The start of my own breast cancer experience is bracketed by my mother’s death from breast cancer 20 years ago. Exactly 20 years ago.
I had a mammogram and ultrasound Dec 20. The radiologist looked at the lump and said – Fibroadenoma, probably benign, but to be sure we can biopsy. Or follow. I said, biopsy. Good thing I did. The next day, Marco and I found out that it was not benign, but rather poorly differentiated and thus malignant. This was Dec 21, and it was the day 20 years ago that we brought my mother home from the hospital, to die.

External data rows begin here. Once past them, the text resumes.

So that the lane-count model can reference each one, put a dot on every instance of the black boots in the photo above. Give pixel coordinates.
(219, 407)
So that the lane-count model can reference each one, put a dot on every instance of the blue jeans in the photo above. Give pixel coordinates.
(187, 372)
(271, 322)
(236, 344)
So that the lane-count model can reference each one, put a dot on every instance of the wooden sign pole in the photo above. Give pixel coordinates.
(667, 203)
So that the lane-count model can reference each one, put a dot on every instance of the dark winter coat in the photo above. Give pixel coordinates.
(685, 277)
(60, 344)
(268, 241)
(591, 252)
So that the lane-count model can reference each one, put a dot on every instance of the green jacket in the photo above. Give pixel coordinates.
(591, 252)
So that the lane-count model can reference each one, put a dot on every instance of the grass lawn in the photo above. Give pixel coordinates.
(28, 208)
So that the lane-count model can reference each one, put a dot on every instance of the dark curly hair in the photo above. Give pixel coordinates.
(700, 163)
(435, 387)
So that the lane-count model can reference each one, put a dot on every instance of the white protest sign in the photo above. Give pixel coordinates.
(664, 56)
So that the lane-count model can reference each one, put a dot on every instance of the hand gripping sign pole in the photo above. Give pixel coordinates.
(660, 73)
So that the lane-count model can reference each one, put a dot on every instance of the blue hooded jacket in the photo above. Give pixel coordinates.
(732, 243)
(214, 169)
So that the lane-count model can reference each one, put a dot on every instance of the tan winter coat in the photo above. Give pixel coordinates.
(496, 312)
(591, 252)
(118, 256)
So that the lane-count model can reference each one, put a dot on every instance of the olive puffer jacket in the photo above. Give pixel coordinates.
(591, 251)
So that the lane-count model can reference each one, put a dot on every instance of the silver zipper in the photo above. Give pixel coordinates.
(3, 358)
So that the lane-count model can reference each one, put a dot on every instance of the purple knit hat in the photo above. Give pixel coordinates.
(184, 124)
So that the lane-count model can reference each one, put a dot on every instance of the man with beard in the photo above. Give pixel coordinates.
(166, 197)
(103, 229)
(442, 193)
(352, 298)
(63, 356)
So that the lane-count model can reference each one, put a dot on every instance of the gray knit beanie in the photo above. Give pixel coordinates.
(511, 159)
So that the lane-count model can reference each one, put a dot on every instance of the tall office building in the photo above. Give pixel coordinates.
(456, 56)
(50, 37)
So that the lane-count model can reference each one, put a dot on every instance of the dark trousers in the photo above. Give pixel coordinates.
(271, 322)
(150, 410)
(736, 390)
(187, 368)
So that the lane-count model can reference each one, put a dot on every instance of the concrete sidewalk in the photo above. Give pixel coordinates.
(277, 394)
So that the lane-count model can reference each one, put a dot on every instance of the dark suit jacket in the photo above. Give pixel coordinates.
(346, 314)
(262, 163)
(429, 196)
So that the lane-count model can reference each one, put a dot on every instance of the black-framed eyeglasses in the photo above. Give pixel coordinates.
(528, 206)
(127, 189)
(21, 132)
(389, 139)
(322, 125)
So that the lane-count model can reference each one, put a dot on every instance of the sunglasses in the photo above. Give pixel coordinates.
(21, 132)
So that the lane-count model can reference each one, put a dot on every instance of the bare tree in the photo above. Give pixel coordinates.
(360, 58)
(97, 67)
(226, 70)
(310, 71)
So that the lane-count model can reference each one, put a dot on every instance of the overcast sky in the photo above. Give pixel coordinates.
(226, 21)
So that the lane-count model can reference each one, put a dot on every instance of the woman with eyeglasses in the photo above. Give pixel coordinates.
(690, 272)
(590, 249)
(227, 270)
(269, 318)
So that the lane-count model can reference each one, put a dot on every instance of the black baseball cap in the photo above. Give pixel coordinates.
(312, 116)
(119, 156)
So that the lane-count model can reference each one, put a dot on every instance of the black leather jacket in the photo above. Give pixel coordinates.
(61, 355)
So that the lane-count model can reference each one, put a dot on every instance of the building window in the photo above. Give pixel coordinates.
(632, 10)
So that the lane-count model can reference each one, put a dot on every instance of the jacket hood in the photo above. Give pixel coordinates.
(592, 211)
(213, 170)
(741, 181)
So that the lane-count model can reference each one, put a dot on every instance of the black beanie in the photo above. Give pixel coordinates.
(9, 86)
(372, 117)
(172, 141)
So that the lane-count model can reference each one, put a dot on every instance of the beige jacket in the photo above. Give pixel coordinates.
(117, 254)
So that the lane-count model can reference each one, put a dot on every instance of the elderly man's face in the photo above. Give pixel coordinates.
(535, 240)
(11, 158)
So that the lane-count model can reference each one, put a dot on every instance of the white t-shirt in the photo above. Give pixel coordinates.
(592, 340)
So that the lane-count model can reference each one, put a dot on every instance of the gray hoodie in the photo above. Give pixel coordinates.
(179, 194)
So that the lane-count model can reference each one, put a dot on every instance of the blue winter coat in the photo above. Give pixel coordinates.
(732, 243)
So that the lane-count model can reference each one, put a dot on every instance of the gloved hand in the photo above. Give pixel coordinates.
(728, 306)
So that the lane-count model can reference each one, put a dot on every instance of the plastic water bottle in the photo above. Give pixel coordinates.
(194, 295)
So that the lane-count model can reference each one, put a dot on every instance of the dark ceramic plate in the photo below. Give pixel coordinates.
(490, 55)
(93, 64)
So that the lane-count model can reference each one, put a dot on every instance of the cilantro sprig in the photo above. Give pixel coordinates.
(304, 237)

Someday I will write more about my mother’s experience. For now – she continued on a steady decline and died on January 14, 1991. My sister, two aunts, hospice nurse and myself were all there. My father had just left for work. It was a bit past 10AM in the morning, a mild, sunny day. It was peaceful. As sad as it was, and while a part of me will always feel it was unfair that she died so young, there was something about it that seemed so natural.
On January 14, 2011, Marco and I were driving back from meeting my oncologist. He was very optimistic, I had a good prognosis, my scans were clear. We felt more hopeful than any time before Dec 21, when we first learned that the lump was cancer. At one point, we were driving down the A6, south of Bern, looking at the Alps – you can see the Jungfrau, Eiger, Moench if it’s clear enough. It was a gorgeous afternoon. It’s a spectacular view, if you’ve not seen it. The Alps here really remind me of quiet, grave, learned men and women, watching over us.
And at this one point, I just had this feeling – tingle, puff of air, whatever, and somehow my mother and I let go of each other. Not that we don’t care for and watch out for each other, but rather, our paths won’t be the same.
And when I checked the time it was a little after 4PM, Central European Time, 6 hours later than Eastern Standard Time – 10 AM in Pittsburgh.Maybe it’s an angel, maybe the hand of some god, or maybe my subconscious rationalizing new information.
Whatever it was, it was a profound moment for me. The part of me that always has to make a joke wants to queue Twilight Zone music…..because it feels a little squirrly to be profound.